Keywords

1 Motivation

Image-to-image translation gained popularity during the last few years generating highly attractive and realistic output [8, 9, 14]. The majority of approaches require image pairs for training the image-to-image transformation models and make use of single fully-convolutional networks (FCNs) [9] or adversarial networks (ANs) [8]. Recently, the so-called cycleGAN [14] was introduced which eliminates the restriction of corresponding image pairs for training the network. The authors proposed a generative adversarial network (GAN) relying on a cycle-consistency loss which is combined with the discriminator loss (GAN loss) to perform circular trainings. That means, translations from domain A to domain B and back to domain A and the same vice versa are conducted. This GAN architecture exhibits excellent performance in image-to-image translation applications, based on unpaired training. As image pairs often cannot be obtained (or are at least difficult and/or expensive to achieve), this architecture opens up entirely new opportunities especially in the field of biomedical image analysis.

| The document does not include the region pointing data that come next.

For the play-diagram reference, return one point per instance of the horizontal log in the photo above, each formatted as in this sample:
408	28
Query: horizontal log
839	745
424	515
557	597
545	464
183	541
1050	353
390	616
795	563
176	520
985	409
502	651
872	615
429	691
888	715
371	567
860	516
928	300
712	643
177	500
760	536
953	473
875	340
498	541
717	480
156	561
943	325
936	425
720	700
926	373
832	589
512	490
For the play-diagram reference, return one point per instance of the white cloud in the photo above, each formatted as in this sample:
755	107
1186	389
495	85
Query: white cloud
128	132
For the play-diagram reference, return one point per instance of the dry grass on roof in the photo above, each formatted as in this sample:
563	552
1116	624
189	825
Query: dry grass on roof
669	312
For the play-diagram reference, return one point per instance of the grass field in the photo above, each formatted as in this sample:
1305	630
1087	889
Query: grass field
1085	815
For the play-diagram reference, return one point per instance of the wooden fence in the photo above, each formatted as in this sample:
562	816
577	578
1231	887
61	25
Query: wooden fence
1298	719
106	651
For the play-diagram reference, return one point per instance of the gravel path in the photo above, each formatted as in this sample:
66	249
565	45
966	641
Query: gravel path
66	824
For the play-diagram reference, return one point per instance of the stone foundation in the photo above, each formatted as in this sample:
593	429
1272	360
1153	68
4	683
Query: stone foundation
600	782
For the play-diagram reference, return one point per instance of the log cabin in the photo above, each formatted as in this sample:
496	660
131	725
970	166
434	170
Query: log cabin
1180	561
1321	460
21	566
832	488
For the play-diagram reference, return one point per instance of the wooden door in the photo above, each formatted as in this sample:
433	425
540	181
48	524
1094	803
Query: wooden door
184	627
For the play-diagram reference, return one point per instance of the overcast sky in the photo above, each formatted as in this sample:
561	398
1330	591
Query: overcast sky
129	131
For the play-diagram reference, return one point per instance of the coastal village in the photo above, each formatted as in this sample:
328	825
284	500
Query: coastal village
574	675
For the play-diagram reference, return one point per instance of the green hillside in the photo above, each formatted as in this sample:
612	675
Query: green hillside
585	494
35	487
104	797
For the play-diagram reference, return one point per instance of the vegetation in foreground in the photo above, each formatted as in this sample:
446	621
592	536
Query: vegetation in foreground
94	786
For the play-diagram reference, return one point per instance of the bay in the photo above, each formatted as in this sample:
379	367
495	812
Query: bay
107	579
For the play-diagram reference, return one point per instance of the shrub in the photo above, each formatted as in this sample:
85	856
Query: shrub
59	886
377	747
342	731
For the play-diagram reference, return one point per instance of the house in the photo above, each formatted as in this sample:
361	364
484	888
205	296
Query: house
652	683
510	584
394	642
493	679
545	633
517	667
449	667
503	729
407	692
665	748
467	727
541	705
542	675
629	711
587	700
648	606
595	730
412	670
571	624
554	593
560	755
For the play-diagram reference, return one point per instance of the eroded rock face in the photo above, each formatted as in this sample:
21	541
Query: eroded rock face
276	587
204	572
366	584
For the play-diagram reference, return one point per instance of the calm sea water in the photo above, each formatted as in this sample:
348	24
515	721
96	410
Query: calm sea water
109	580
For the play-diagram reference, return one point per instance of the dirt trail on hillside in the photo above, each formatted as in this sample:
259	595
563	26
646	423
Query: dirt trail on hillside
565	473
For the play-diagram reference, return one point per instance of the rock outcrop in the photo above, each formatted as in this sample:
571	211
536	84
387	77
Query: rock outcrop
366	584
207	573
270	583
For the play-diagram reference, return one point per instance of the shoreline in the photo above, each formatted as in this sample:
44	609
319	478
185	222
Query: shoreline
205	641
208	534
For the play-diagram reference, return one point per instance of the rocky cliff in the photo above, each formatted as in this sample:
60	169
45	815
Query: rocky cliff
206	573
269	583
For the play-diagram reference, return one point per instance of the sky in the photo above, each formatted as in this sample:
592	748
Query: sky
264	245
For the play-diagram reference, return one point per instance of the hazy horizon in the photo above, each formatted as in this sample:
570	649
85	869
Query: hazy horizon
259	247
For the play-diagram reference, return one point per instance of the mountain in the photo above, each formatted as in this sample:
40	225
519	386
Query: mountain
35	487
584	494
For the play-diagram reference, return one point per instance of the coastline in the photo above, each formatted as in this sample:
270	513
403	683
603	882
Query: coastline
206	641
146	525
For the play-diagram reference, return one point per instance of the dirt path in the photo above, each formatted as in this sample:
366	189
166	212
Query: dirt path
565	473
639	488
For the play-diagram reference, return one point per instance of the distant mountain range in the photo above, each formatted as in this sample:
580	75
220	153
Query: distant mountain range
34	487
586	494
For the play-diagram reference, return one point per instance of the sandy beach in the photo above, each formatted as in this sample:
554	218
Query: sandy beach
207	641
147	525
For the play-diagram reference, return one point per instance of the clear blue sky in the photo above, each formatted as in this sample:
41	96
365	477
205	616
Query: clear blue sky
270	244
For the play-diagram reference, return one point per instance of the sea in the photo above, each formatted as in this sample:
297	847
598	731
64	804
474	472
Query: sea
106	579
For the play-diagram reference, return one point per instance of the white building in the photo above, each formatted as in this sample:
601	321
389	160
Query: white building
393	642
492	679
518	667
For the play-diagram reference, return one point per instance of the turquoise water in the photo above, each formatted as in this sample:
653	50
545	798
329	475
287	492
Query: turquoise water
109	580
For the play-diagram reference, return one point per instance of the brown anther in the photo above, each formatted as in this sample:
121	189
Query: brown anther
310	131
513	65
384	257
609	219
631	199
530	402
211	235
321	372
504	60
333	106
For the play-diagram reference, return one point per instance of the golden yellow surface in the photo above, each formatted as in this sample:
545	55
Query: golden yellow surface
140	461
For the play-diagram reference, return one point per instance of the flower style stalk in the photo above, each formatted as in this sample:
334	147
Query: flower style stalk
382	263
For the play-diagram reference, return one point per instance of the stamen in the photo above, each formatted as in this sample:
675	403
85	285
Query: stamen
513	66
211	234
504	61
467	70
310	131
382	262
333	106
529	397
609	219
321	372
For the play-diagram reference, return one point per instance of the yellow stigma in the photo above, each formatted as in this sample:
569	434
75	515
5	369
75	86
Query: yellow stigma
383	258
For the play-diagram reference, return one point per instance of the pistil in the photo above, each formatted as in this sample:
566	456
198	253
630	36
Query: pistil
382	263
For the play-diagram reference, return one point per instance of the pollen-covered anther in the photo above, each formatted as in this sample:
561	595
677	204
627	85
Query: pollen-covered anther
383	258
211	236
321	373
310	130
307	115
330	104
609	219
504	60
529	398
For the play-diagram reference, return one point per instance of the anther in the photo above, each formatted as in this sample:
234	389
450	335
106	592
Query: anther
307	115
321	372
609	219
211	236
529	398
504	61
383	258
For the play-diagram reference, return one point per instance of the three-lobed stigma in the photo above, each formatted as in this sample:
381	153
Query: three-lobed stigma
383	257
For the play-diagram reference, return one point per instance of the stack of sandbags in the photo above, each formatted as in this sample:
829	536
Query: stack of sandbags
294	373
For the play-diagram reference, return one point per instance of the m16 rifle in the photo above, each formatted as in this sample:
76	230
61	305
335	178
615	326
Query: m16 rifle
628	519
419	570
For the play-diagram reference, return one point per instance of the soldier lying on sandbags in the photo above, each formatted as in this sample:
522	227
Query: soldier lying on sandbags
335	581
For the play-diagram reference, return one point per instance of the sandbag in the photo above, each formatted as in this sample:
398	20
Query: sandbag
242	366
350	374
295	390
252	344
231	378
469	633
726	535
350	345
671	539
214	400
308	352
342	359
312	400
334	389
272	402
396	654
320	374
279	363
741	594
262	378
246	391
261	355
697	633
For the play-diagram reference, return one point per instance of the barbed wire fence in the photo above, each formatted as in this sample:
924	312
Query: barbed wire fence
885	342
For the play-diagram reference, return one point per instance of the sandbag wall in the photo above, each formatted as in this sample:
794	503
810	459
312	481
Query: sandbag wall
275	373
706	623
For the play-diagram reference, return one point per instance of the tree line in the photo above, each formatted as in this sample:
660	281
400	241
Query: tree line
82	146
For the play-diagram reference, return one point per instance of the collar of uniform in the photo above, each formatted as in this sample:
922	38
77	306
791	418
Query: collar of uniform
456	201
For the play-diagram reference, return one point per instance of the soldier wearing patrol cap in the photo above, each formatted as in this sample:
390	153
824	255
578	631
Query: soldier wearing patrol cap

In this work, we investigate the applicability of image-to-image translation for image-level domain adaptation showing the following advantages: (1) image-to-image translation allows completely unsupervised domain adaptation. (2) The domain adaptation model can be trained independently of the underlying segmentation or classification problem which increases flexibility and saves computation time in case of more than one segmentation and domain adaptation tasks (compared to other methods incorporating both steps into one architecture [10]). (3) Domain adaptation is completely transparent as the intermediate representation is an image and (4) domain adaptation is typically utilized to adapt quite similar domains [3]. Domain pairs considered in image-to-image translation on the other hand are often highly divergent considering color as well as texture. Despite all of these advantages, one problem of the cycleGAN formulation is that there is no guarantee that the objects’ outline is kept stable during the adaptation process. Problems can especially occur if the underlying distribution of the objects’ shapes are dissimilar between the domains. In this case, it is very likely that GAN training leads to changed shapes as otherwise the discriminator could easily distinguish between real and fake images. If the objects’ shapes are changed during GAN training, a segmentation of the fake data and subsequently a transfer of the segmentation mask to the real image cannot be conducted without losing segmentation accuracy.

Due to the dissemination of digital whole slide scanners generating large amounts of digital histological image data, image analysis in this field has recently gained significant importance. Considered applications mostly consist of segmentation [2, 4], classification [1, 7, 12] and regression tasks [13]. For segmentation, especially FCNs [2, 11] yielded excellent performances. However, problems arise if the underlying distribution between training and testing data is dissimilar, which could be introduced by various aspects, such as inter-subject variability, dye variations, different staining protocols or pathological modifications [5]. Although FCNs are capable to learn variability if sufficient (and the right) training data is available, annotating whole slide images (WSIs) for all potential combination of characteristics is definitely not feasible due to the large number of degrees-of-freedom. The authors of previous work [6] proposed a pipeline to perform stain-independent segmentation by registering an arbitrarily dyed WSI with a differently stained WSI for which a trained model exists in order to directly transfer the obtained segmentation mask. Although this strategy allows a segmentation of arbitrarily stained WSIs, it requires for consecutive slices (which show similar image content but are in general not available). The authors also showed that the registration step and the fact that consecutive slices do not show exactly the same content constitute limiting factors considering segmentation accuracy.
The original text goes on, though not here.